STORY #16: Putting Mental Health First

OCU distinguishes itself from other mental health service organizations because we practice a unique approach to breaking cycles of violence. By integrating art and music as a healthy outlet/coping mechanism to achieve a peaceful resolution. My role as a mental health professional with One Common Unity entails providing mental health services to students, staff, and administration in the D.C. Public School System (DCPS). OCU’s commitment to spreading peace within the mental health community is something special. The Fly by Light program in itself is something remarkable due to its strong emphasis on spreading peace via art and music. Integration within the DCPS system and the supportive role we play for their counseling teams, staff, teachers, and administrators are critically important.

Our OCU School-Based Mental Health team is diverse, bringing together different perspectives and training necessary to work together as efficiently as possible. Our camaraderie is not only collaborative, but we’re accustomed to brainstorming and sharing various interventions and strategies with each other. Within our team meetings, clinicians have the opportunity to share what’s working and any challenges they’re encountering to receive constructive feedback from the rest of the members of our team. We also meet Friday afternoons (informally) to reconnect by socializing, playing games, and engaging in a way that focuses on relationship-building and connection.

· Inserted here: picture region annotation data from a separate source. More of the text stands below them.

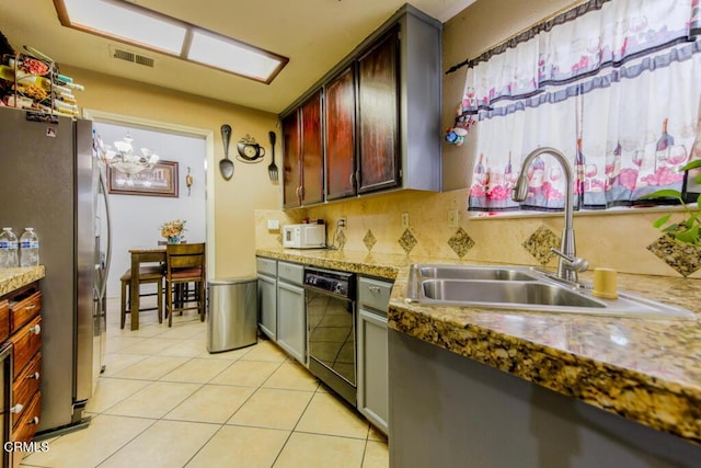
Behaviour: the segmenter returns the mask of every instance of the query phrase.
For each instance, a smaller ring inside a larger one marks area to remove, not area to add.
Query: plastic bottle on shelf
[[[39,238],[34,228],[24,228],[20,237],[20,266],[38,266]]]
[[[0,269],[13,269],[19,266],[18,237],[12,228],[2,228],[0,232]]]

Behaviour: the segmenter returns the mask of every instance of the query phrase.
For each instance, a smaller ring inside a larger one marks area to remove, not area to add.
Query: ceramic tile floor
[[[387,438],[276,345],[209,354],[189,312],[119,330],[108,301],[106,369],[85,430],[23,467],[387,467]]]

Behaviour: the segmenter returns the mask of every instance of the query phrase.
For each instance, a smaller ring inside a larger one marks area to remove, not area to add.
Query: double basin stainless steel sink
[[[406,301],[611,317],[693,319],[690,310],[619,292],[594,297],[590,288],[528,266],[414,264]]]

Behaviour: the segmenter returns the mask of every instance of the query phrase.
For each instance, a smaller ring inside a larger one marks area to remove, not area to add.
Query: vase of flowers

The pandemic certainly changed our dynamic because it created substantial barriers to connect with students. OCU Clinicians are embedded members of the schools where they work. Without actually being on-site, it is challenging to ensure students attend their scheduled appointments—we can’t just track down our students in the halls like before. It also became unclear whether they can attend their appointments because they are overwhelmed, experiencing technological problems, or having other issues. It’s incredibly complicated for clinicians assigned to high schools because these students are the most difficult to interact with, especially virtually. Moreover, having to use technology has been more difficult online than in previous times. It’s unclear if this is due to unfamiliarity and/or discomfort with the technology when bandwidth for families is more compromised than usual or due to the ongoing challenges presented by the pandemic.

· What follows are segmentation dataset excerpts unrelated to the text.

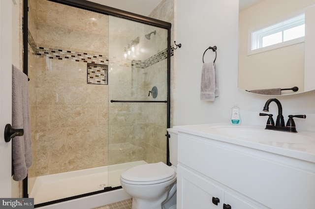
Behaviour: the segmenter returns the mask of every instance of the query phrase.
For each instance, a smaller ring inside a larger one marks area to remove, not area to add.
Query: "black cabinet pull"
[[[229,204],[223,204],[223,209],[231,209],[232,207]]]
[[[218,197],[212,197],[212,203],[217,206],[218,204],[220,202],[220,199]]]

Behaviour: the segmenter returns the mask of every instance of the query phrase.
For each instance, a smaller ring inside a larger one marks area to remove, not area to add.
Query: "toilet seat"
[[[122,174],[121,181],[131,184],[148,185],[167,182],[176,176],[173,168],[159,162],[131,168]]]

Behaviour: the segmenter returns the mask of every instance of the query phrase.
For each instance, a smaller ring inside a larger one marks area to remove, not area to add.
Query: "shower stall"
[[[126,169],[167,163],[170,24],[82,0],[26,2],[24,187],[35,206],[121,188]]]

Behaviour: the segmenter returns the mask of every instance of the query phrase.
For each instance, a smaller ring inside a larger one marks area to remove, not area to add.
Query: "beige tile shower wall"
[[[86,83],[86,63],[32,61],[30,177],[106,165],[108,86]]]
[[[145,69],[147,79],[142,89],[145,94],[153,86],[157,86],[158,96],[154,100],[167,100],[167,62],[166,59],[160,61]],[[166,163],[167,104],[152,103],[147,107],[148,117],[146,119],[144,158],[148,163]]]
[[[108,16],[49,1],[37,1],[37,46],[108,55]]]
[[[180,40],[174,40],[175,37],[175,30],[174,29],[176,26],[174,21],[174,0],[162,0],[161,2],[157,6],[150,14],[149,17],[160,20],[163,21],[171,23],[172,27],[171,28],[171,45],[174,45],[174,41],[177,41],[176,44],[181,43]],[[174,95],[175,89],[175,80],[174,78],[176,76],[176,72],[174,67],[174,57],[176,56],[177,50],[180,50],[180,49],[174,50],[174,55],[171,57],[171,119],[170,127],[173,127],[174,124]]]

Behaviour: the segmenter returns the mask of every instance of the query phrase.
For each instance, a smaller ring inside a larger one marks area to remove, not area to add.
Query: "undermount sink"
[[[315,140],[310,133],[294,133],[265,130],[261,127],[250,126],[216,126],[210,127],[210,133],[243,140],[254,140],[259,143],[273,142],[287,143],[307,143]]]

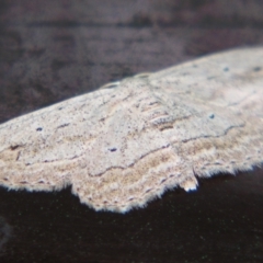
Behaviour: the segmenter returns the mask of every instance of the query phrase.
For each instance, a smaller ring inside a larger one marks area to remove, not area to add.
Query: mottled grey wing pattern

OCU has recently launched a behavioral health clinic (Outpatient Services) as an option to fill that vital role which allowed us to pivot during the uncertainty and instability that stemmed from the onset of the pandemic. It has always been a challenge for clinicians to see clients regularly due to circumstances beyond their control (e.g., no shows, failure to complete consent forms), so you can probably imagine how COVID exacerbated these problems. Outpatient services allowed us to continue contributing to the community by meeting with clients who were still seeking our care. The D.C. community benefits from Outpatient Services because it will enable us to provide mental health services to a broader range of community members. 

Mental health services have always been critical to D.C., the nation, and even the world as a whole. The need for mental health services across the globe (including D.C.) has only increased! And those services are especially critical now as we’re navigating civil unrest, police brutality, rampant mis/disinformation, voter disenfranchisement, and other pressing socio-economic challenges that have escalated the precarious living conditions of the predominantly lower-income families we serve. 

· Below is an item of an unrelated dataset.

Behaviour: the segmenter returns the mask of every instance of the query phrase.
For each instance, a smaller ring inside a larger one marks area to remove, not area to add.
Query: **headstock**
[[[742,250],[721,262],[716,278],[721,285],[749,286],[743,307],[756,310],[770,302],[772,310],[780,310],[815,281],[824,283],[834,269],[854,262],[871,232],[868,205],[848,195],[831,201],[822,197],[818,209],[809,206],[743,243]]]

At the same time, mental health professionals need to prioritize their own mental wellness. If you aren’t prioritizing your own mental health, you’re less able to help those in crisis around you. And, unfortunately, most (if not all of us) are operating under less than ideal conditions for ourselves and our families amidst this tumultuous time.

Chris Reeves & OCU’s E.D. Hawah practicing mindfulness. 

Mental Health Awareness Month is about normalizing the need for & the benefits of robust, easily accessible mental health services. Given the ongoing issues related to today’s political climate, the importance of integrating trained mental health professionals as part of the solution to helping individuals in crisis should be a critical part of our country’s conversations, whether they take place within communities or at our schools.

— Chris

Christopher Reeves, a Licensed Clinical Social Worker with One Common Unity, is passionate about helping people find balance in their lives through wellness and mindfulness. He believes musical and artistic expression can be powerful tools to navigate challenges and adversity.